Monday 17 February 2014

Greetings from the sodden, soggy South-West.

You may have noticed we are having a little problem with water here at the moment. Don't worry about me, I live up a hill, the only way I'll come to harm is if the mould in the bathroom gains sentience and mugs me. Nonetheless I'm really pissed off.

This is the second bout of really bad flooding in 7 years (2007 was the last one). I grew up the region and in the first 21 years of my life can't remember flooding anywhere. I do remember first reading about global warming, I think in 1989, so that would be 25 years ago. I thought it seemed scary and disturbing, but what I didn't do, like lots of people who were older and better paid and more expensively-educated than me, was assume it must be rubbish just because I didn't like the implications.

I do understand a prediction is not the same as a fait accompli. However I am quite sure that one of the things that the scientists who predicted global warning warned was that there would be more storms and erratic weather. So far, so correct.

Nonetheless, even as people bail shitty water out of their homes, some people, like environment secretary Owen Patterson, are still going round saying it's all just a coincidence. Even the Prime Minister, who clearly does believe the flooding is related to climate change, is too hamstrung by nutters in his own party to come out and say it.

However, this isn't what makes me really cross. What makes me cross is that all the things we need to do to take on global warming are the things we need to do anyway. Because even if climate change is a myth, the oil is still going to run out. Because we only have a limited amount of fossil fuels, and we keep having to invade other people's countries, and/or cosy up to disgusting religious dictatorships to ensure a supply of it. Because we once used to be the engineering and manufacturing capital of the world, and we now have millions of unemployed while we ship nastily-made crap from sweatshops in China. Because we have a housing crisis while spivvy property developers cover the floodplains of Southern England with overpriced Barrett homes, while perfectly habitable terraces in the North go empty, since there isn't any work.

Tackling global warming would make everyone's lives better in so many ways. More insulated houses? Great, lower heating bills, more pleasant homes, less old people admitted to A&E. More railway stations? Watch those rural economies pick up, and businesses relocate outside London. Less dependency on oil? A massive reduction in exploded squaddies, plus those foreign interventions are really expensive. Build some wind turbines and train carriages, we could site the manufacturing plants in Liverpool or Birmingham and cut that benefits bill they're always banging on about.

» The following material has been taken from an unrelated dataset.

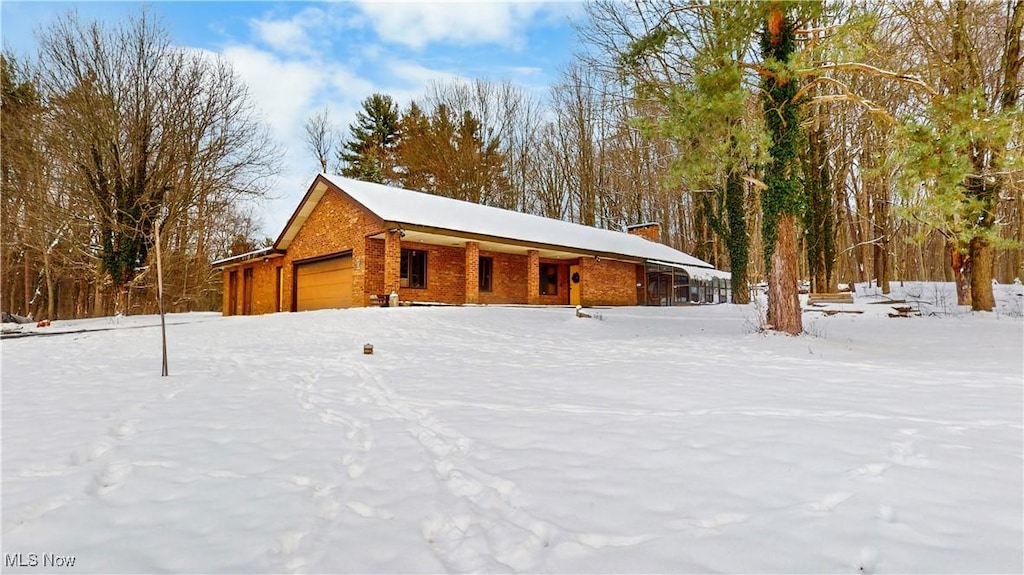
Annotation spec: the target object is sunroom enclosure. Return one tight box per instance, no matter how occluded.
[645,262,732,306]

Now, clearly I'm not expecting the government to do any of these things. Firstly, doing something would require them to toss aside their sustaining ideology, which is that the free market will solve everything. Secondly, there are so many incentives for them to do nothing. Many people make money out of the industries that perpetuate global warming. I'm sure there might be people who could make money out of tackling it too, but a guy in a garret with a brilliant idea is no match for a petrol corporation with a team of paid lobbyists. And politicians need money from the people who make money out of politicans doing nothing.

Thirdly, the last thing politicians like is a challenge. And if we are going to actually start dealing with climate change there are so very many things that need to be done. Rerouting railway lines. Planting trees to catch water before it floods; encouraging a transport system that doesn't guzzle petrol; generating electricity through a renewable method, an agricultural system that doesn't ship food from one end of the country and back again, an economic policy that means workers don't travel for hours to get to work. It's not one tweak, like pumping more money into the nhs to reduce waiting times. It requires engineering, both social and actual, and plans years ahead, and dealing with difficult, intractable problems, and conflicts of interest, and unpleasantness. It's so much easier to spin a bit, and get rewarded with a headline.

But I'm really sure that them being unlikely to do anything about it, isn't the same as it being impossible to do anything about it.

Recently, for unrelated reasons, I've been reading a lot about World War Two. It's very apparent how everyone understood that collective effort was the only chance of survival. It's shocking, when you're used to the glacial pace of official action in 2014, to realise how fast things got turned over from one purpose to another when everyone put their minds to it. It really is possible to turn things round quite quickly, just as long as you admit there's an emergency. And don't just stand around looking blank, muttering how you 'suspect' that the Nazis might have something to do with the blitz.

1 comment:

  1. You are speaking pure common sense. The industrialists and their apologists in government and the media want to squeeze every drop of profit out of the world before it goes tits-up due to climate change and peak oil.
    BTW, it struck me at the time of the Beijing Olympics that a nation which can put on such a show can 'turn things over from one purpose to another' quite efficiently. Calls into question our lumbering political system which can only deliver what has been delivered before (i.e. inherently conservative, and not up to C21st tasks). Where do we go from here? Round in a negative feedback loop.
    "Tackling global warming would make everyone's lives better in so many ways". Yep.